La porosité entre les emplois au sein de l’Etat et ceux de la Smithsonian Institution ne date cependant pas de la Seconde Guerre mondiale. Déjà dans les années 1910, Wetmore lui-même, alors jeune ornithologue, commence sa carrière au Ministère de l’Agriculture avant de rejoindre la Smithsonian Institution dont il devient le sous-secrétaire en 1925 puis le secrétaire en 1945. A un niveau beaucoup plus modeste, Helena Weiss est employée en 1930 comme sténo au Service des Anciens Combattants (Veterans’ Administration), avant de travailler pour le Musée National dont elle devient Registrar en 1956. Mais le passage d’un emploi de fonctionnaire fédéral à un emploi à la Smithsonian Institution, ou inversement, n’est pas le seul fait des administrateurs : les conservateurs de musée ont souvent des trajectoires similaires, essentiellement dans les disciplines scientifiques. A l’instar de Wetmore, un certain nombre de conservateurs a travaillé au Ministère de l’Agriculture, comme les entomologistes John Frederick Gates Clarke et Curtis W. Sabrowsky ou le botaniste Raymond Fosberg. D’autres viennent de la United States Geological Survey ou du Bureau of Biological Survey. Enfin, quelques employés du secteur de la communication et de la publication à la Smithsonian Institution viennent également de l’administration fédérale.

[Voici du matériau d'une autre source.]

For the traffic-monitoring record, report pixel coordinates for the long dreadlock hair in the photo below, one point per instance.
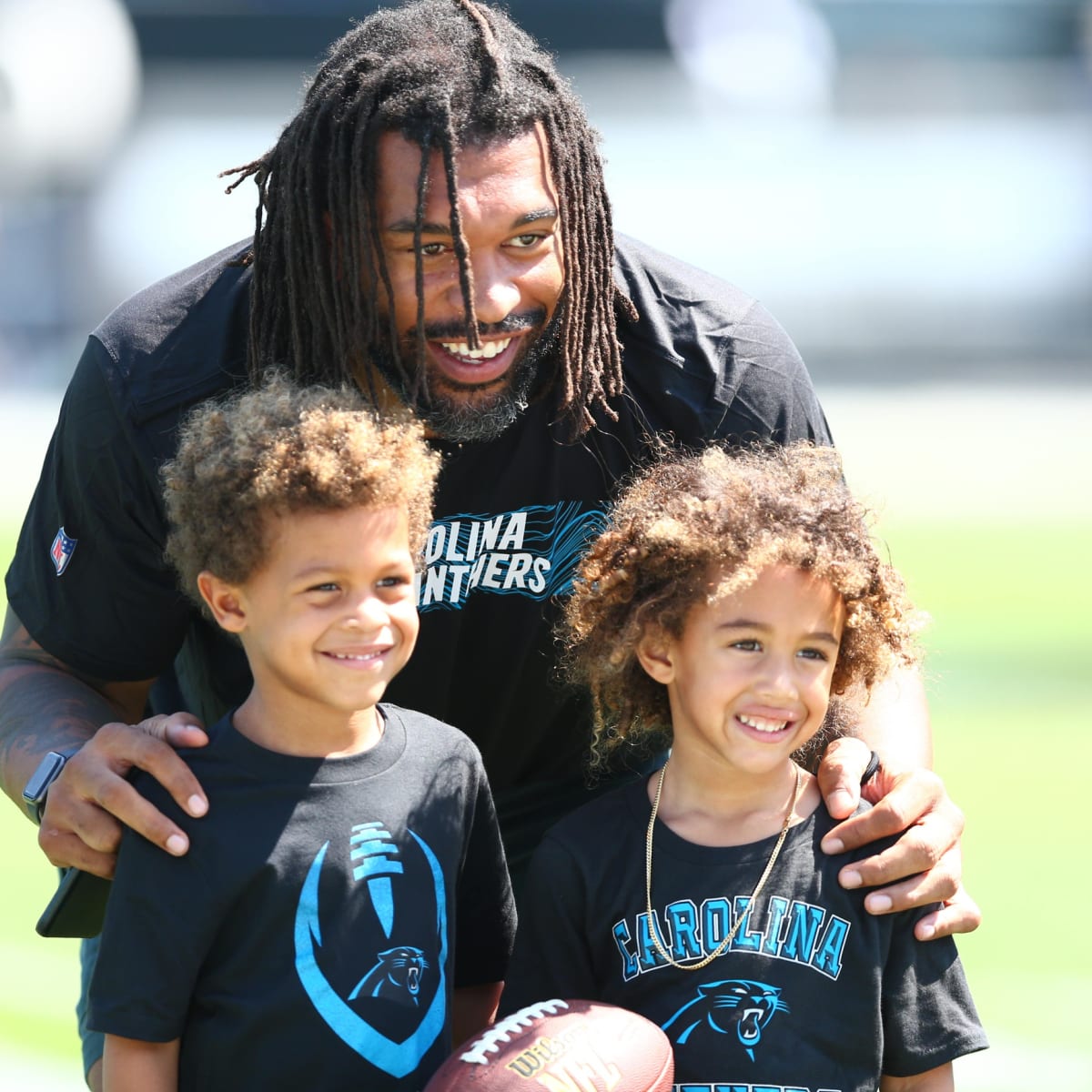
(445, 75)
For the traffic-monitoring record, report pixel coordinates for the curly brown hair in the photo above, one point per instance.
(278, 449)
(691, 518)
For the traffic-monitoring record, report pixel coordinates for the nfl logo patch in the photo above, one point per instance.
(61, 551)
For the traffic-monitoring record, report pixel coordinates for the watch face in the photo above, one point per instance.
(44, 776)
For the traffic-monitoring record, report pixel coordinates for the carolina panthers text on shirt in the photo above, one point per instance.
(787, 929)
(531, 551)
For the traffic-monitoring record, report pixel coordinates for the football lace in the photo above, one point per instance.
(491, 1038)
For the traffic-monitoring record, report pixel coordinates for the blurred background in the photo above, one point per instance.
(905, 184)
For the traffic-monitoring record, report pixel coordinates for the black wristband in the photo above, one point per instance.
(874, 764)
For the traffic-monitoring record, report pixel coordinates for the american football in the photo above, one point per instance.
(562, 1046)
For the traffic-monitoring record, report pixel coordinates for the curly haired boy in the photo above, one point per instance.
(349, 909)
(730, 596)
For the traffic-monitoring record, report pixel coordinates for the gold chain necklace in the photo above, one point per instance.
(653, 928)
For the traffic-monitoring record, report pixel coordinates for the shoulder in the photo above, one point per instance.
(435, 737)
(705, 360)
(660, 284)
(177, 342)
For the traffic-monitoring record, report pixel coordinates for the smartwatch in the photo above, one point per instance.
(48, 771)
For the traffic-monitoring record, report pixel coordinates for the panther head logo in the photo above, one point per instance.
(738, 1006)
(396, 976)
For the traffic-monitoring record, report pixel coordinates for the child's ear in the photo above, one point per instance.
(654, 654)
(224, 602)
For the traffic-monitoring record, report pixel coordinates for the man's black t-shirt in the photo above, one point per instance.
(88, 581)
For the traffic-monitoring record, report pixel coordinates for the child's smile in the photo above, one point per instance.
(749, 676)
(327, 622)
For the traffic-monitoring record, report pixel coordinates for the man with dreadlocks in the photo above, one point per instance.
(431, 225)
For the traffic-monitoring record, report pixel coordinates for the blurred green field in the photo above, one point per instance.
(1010, 693)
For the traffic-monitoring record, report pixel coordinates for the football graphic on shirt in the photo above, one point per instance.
(557, 1044)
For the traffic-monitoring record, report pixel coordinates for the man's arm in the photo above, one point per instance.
(131, 1065)
(45, 707)
(936, 1080)
(924, 866)
(473, 1009)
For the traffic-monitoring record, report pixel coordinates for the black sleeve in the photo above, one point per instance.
(551, 958)
(486, 916)
(928, 1016)
(113, 611)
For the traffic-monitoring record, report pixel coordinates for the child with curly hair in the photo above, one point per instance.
(344, 911)
(727, 600)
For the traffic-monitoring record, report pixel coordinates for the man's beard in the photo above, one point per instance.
(481, 413)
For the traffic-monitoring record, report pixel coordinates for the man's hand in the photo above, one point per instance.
(924, 866)
(91, 801)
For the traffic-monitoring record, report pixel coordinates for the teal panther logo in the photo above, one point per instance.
(396, 976)
(735, 1006)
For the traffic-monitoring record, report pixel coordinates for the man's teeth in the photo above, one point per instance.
(762, 724)
(487, 352)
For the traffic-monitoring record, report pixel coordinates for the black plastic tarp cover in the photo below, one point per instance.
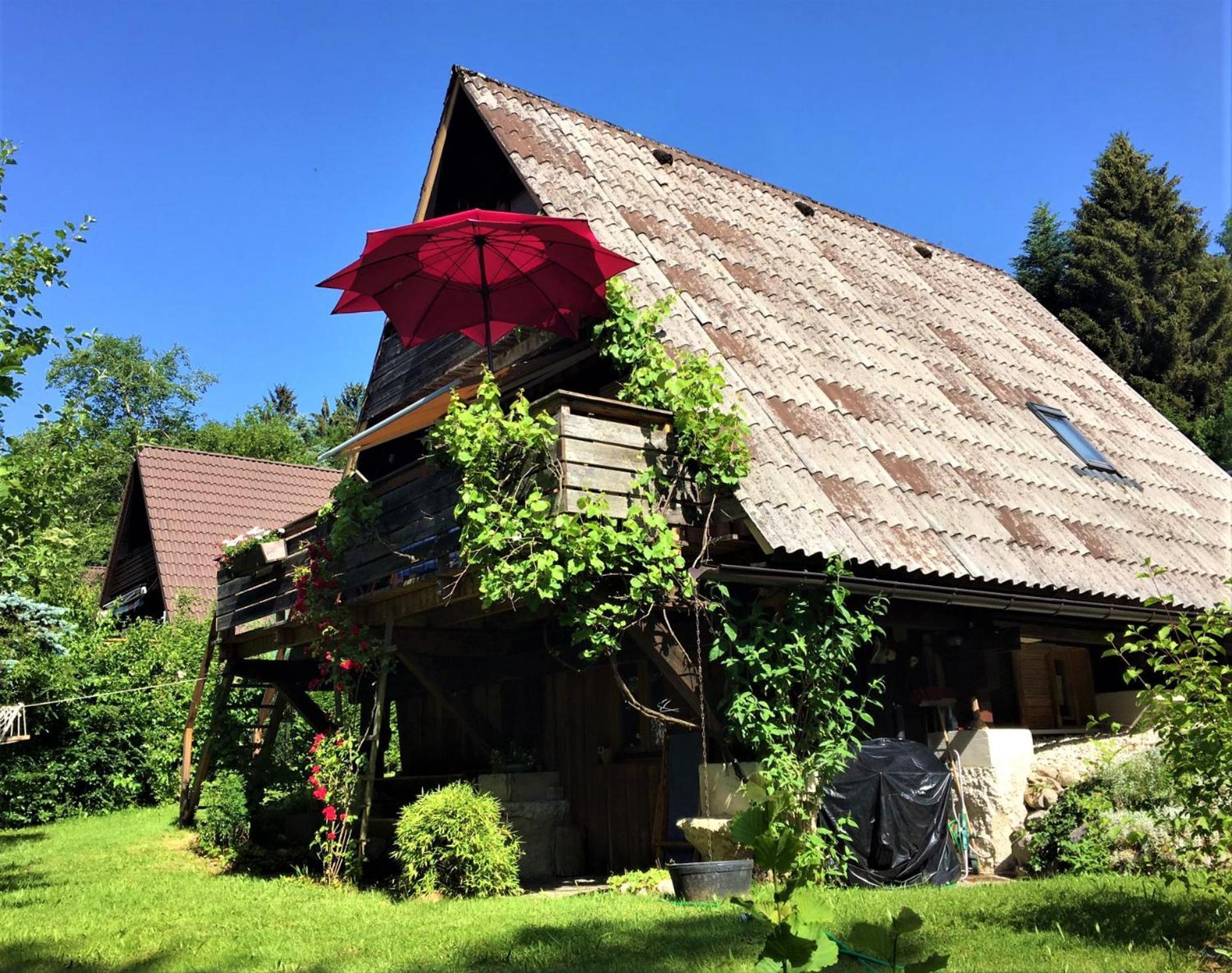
(898, 795)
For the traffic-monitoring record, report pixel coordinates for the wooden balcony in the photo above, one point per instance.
(604, 446)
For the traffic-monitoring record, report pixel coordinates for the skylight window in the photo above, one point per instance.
(1069, 434)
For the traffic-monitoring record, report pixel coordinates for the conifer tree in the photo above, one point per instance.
(1043, 261)
(1143, 291)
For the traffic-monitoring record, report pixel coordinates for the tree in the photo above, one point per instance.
(1225, 237)
(1043, 261)
(26, 264)
(1143, 292)
(332, 425)
(259, 434)
(281, 401)
(67, 474)
(129, 393)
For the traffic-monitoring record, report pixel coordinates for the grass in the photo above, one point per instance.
(123, 892)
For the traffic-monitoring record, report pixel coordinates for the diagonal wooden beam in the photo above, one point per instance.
(456, 701)
(682, 674)
(305, 706)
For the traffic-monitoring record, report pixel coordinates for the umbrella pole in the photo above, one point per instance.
(487, 299)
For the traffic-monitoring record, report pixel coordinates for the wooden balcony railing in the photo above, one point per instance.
(604, 445)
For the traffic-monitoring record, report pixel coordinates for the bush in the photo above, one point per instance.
(105, 753)
(638, 882)
(1124, 818)
(454, 842)
(222, 816)
(1075, 836)
(1139, 782)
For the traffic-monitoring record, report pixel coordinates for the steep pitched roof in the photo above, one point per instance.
(195, 500)
(885, 381)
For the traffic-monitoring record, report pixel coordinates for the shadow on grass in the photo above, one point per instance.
(37, 956)
(15, 877)
(20, 836)
(686, 941)
(1108, 913)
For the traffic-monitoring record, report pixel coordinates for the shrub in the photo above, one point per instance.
(454, 842)
(107, 752)
(638, 882)
(222, 817)
(1075, 836)
(1139, 782)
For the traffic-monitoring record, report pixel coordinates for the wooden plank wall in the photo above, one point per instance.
(432, 740)
(612, 802)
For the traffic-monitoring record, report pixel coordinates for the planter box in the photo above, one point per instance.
(257, 557)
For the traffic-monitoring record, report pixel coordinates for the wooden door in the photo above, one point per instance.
(1055, 686)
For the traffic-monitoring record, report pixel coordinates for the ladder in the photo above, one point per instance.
(13, 724)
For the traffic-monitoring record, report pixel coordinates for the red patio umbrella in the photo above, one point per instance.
(480, 273)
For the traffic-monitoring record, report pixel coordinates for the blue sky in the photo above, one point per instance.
(235, 153)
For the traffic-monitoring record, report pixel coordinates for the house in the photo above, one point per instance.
(177, 506)
(910, 408)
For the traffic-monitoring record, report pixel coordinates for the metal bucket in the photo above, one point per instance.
(702, 881)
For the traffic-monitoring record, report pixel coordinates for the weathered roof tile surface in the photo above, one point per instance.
(886, 388)
(196, 500)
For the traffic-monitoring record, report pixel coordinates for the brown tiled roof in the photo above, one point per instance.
(196, 500)
(886, 388)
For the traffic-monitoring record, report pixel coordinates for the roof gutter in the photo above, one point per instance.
(931, 594)
(388, 419)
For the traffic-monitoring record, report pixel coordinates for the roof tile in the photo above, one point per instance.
(885, 389)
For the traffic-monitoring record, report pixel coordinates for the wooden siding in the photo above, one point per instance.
(132, 570)
(604, 446)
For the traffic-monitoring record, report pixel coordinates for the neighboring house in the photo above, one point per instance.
(179, 506)
(910, 409)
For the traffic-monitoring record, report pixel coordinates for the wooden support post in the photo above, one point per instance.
(265, 711)
(682, 674)
(186, 756)
(375, 728)
(264, 752)
(474, 722)
(207, 752)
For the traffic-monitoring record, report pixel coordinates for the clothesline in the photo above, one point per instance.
(113, 692)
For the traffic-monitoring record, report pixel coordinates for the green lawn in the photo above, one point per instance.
(123, 893)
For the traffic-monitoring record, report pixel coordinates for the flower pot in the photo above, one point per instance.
(702, 881)
(257, 556)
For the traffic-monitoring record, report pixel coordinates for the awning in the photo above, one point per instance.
(413, 418)
(432, 407)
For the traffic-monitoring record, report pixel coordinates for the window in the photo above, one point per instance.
(1069, 434)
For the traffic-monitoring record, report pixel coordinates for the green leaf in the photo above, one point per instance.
(749, 826)
(785, 946)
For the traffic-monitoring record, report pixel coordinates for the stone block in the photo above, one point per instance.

Paul Oehser, directeur des publications à la S.I. jusqu’en 1966, a commencé sa carrière au service des publications du Bureau of Biological Survey. Le directeur du service des télécommunications à la S.I., Nazaret Cherkezian, a lui fait carrière auparavant dans la production télévisuelle, en particulier au National Public Affairs Center for Television dans les années 197088. Que ces emplois soient payés sur les fonds fédéraux ou sur les fonds propres de la Smithsonian Institution, on peut supposer que leurs parcours professionnels indiquent une culture commune de l’emploi au service de l’Etat.

Notes
86.

Alexander Wetmore, transcription du 1er entretien d’histoire orale avec Myriam Freilicher, 18 avril 1974, S.I.A., record unit 9504, p. 23.

87.

Alexander Wetmore, transcription du 2e entretien d’histoire orale avec Myriam Freilicher, 8 mai 1974, S.I.A., record unit 9504, p. 42.

88.

Les informations biographiques sur toutes les personnes citées plus haut proviennent des notices biographiques qui introduisent les entretiens d’histoire orale de la Smithsonian Oral History Collection. La collection comprend plus de 70 entretiens individuels, que j’ai pris comme échantillon pour examiner les parcours professionnels des employés.